If you MUST use a laptop and cannot consider a desktop, consider the following :
1. The current version of Adobe CC 2014 PPro is FAR better in performance while editing...MANY important updates have been made....CS 6 is getting a little old, and out of date...better to use the current version for MANY reasons.
2. The laptop will ALWAYS need to be plugged in while editing...PPro will be throttled if you try and use it on battery, no matter HOW you set the power options.

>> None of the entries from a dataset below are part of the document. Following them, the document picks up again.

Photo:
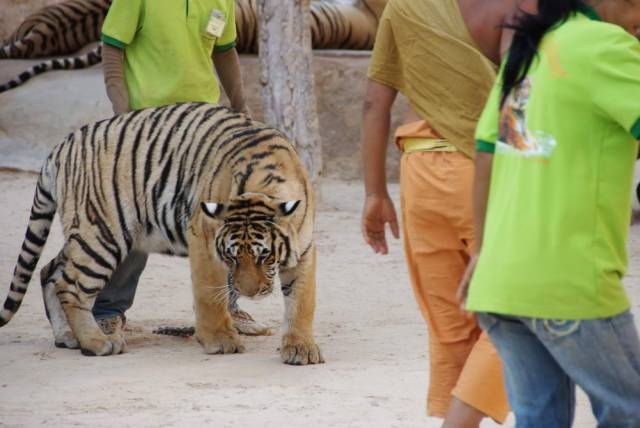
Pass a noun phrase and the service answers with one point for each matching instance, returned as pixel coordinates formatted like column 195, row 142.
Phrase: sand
column 368, row 325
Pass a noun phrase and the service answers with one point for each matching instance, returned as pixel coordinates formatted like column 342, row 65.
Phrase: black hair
column 529, row 30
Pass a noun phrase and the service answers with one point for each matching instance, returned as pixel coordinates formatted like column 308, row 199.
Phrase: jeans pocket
column 561, row 328
column 486, row 321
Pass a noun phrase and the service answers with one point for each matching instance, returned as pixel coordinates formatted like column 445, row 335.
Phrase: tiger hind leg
column 63, row 336
column 84, row 275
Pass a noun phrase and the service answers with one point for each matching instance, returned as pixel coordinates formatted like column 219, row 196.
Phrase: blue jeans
column 117, row 295
column 545, row 359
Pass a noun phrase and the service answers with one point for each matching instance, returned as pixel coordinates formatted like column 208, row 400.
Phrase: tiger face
column 251, row 239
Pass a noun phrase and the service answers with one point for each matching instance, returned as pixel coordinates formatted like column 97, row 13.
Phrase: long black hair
column 529, row 30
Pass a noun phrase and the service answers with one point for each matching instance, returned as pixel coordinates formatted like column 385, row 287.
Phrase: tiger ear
column 211, row 209
column 287, row 208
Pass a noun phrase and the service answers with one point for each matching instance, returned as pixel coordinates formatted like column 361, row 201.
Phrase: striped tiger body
column 68, row 26
column 94, row 56
column 60, row 29
column 193, row 180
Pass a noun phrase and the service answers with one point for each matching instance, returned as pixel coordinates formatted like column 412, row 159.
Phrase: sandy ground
column 368, row 325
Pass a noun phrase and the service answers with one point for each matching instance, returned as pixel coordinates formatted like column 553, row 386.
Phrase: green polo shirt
column 559, row 208
column 167, row 48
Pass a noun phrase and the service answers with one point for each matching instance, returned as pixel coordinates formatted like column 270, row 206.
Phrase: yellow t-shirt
column 168, row 49
column 423, row 49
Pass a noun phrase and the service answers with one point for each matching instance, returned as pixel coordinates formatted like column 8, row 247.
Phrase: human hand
column 463, row 288
column 378, row 210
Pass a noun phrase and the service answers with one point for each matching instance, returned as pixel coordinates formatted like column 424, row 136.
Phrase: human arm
column 227, row 64
column 481, row 184
column 113, row 69
column 378, row 207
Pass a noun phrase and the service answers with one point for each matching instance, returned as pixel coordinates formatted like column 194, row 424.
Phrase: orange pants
column 438, row 237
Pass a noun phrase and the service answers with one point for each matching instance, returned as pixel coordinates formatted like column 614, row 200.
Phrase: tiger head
column 253, row 238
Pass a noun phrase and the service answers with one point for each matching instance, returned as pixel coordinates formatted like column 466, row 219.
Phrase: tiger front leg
column 76, row 288
column 299, row 290
column 214, row 326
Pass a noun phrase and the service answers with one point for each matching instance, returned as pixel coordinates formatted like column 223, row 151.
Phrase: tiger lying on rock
column 64, row 28
column 193, row 180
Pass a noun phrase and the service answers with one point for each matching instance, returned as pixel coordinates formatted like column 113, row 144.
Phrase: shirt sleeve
column 123, row 21
column 386, row 66
column 228, row 38
column 616, row 80
column 488, row 128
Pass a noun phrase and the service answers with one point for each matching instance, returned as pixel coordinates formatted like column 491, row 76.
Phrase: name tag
column 216, row 24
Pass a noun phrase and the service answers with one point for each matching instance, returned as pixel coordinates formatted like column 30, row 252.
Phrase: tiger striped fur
column 334, row 25
column 60, row 29
column 193, row 180
column 92, row 57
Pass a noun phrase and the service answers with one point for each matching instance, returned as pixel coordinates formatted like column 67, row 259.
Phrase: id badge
column 216, row 24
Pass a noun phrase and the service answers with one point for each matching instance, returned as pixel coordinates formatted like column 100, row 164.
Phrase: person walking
column 442, row 55
column 557, row 143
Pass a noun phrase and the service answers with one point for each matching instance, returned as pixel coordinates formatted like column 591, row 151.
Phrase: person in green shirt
column 556, row 147
column 159, row 53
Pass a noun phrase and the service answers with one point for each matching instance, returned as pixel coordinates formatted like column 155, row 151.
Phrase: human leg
column 540, row 392
column 436, row 258
column 117, row 296
column 602, row 356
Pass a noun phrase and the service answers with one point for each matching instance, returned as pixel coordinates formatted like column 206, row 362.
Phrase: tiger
column 59, row 29
column 334, row 25
column 194, row 180
column 93, row 57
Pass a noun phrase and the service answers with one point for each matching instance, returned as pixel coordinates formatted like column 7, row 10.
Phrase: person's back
column 556, row 146
column 442, row 55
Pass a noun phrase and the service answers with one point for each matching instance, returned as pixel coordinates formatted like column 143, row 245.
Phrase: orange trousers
column 438, row 238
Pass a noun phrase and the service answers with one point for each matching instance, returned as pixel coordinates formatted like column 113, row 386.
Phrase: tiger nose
column 265, row 290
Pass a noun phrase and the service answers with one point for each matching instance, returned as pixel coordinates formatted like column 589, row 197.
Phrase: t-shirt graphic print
column 514, row 138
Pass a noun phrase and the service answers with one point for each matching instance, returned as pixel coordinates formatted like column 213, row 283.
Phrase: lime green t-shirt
column 168, row 49
column 559, row 206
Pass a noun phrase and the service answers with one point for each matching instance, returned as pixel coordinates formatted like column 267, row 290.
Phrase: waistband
column 418, row 144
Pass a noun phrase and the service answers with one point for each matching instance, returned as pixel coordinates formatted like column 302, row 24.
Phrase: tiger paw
column 67, row 340
column 99, row 347
column 300, row 352
column 226, row 342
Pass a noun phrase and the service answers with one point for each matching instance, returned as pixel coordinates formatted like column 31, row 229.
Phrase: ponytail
column 529, row 30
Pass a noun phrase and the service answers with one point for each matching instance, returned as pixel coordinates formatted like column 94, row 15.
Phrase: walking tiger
column 194, row 180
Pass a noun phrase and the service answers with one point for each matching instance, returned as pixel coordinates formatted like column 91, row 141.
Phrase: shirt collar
column 590, row 12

3. A good starting point for a laptop would be to get at LEAST what Bill and I have,or, BETTER. That means a Windows machine, running Windows 8.1, having an Intel 4700HQ i7 CPU, or, better. System memory, ( including your own upgrade , if necessary) of at least 24 GB....preferably 32GB. An NVidia discreet graphics card, ( NO AMD ), the 765M, or, better. Drive system....this is IMPORTANT....this is the one area where many users have a "bottleneck". Your "C" drive should be a fast SATA III SSD with the correct controller and type of flash memory for handling video. Only the Crucial M550,or, the Samsung Pro series are recommended....the Crucial is cheaper and only slightly behind in performance. Either one BLOWS AWAY a conventional HDD.....transferring data read and write at almost 600MB/sec. vs. 130MB/sec. using the best HDD. Your second internal drive should be ANOTHER of the recommended SSDs. You COULD use a larger capacity 7200rpm HDD,but, its slow performance can slow things way down. This means having a high speed external port is also valuable...Thunderbolt is better than USB 3, in that regard. External drives can be used to backup your "D" drive and other tasks. Finally, a 1080p screen is a MUST to see the whole user interface of PPro....17.3" is better than the smaller displays, which are hard to see. You can ALWAYS hook up an external display, like I do, to GREATLY improve the editing experience .
I hope all this helps !!!...good luck !!!
Thanks all, I have been enlightened. I have learnt quite a lot and feel better equipped to know what hardware to buy. You saved me a couple of dollars too as I perhaps could have made more mistakes when deciding what to buy.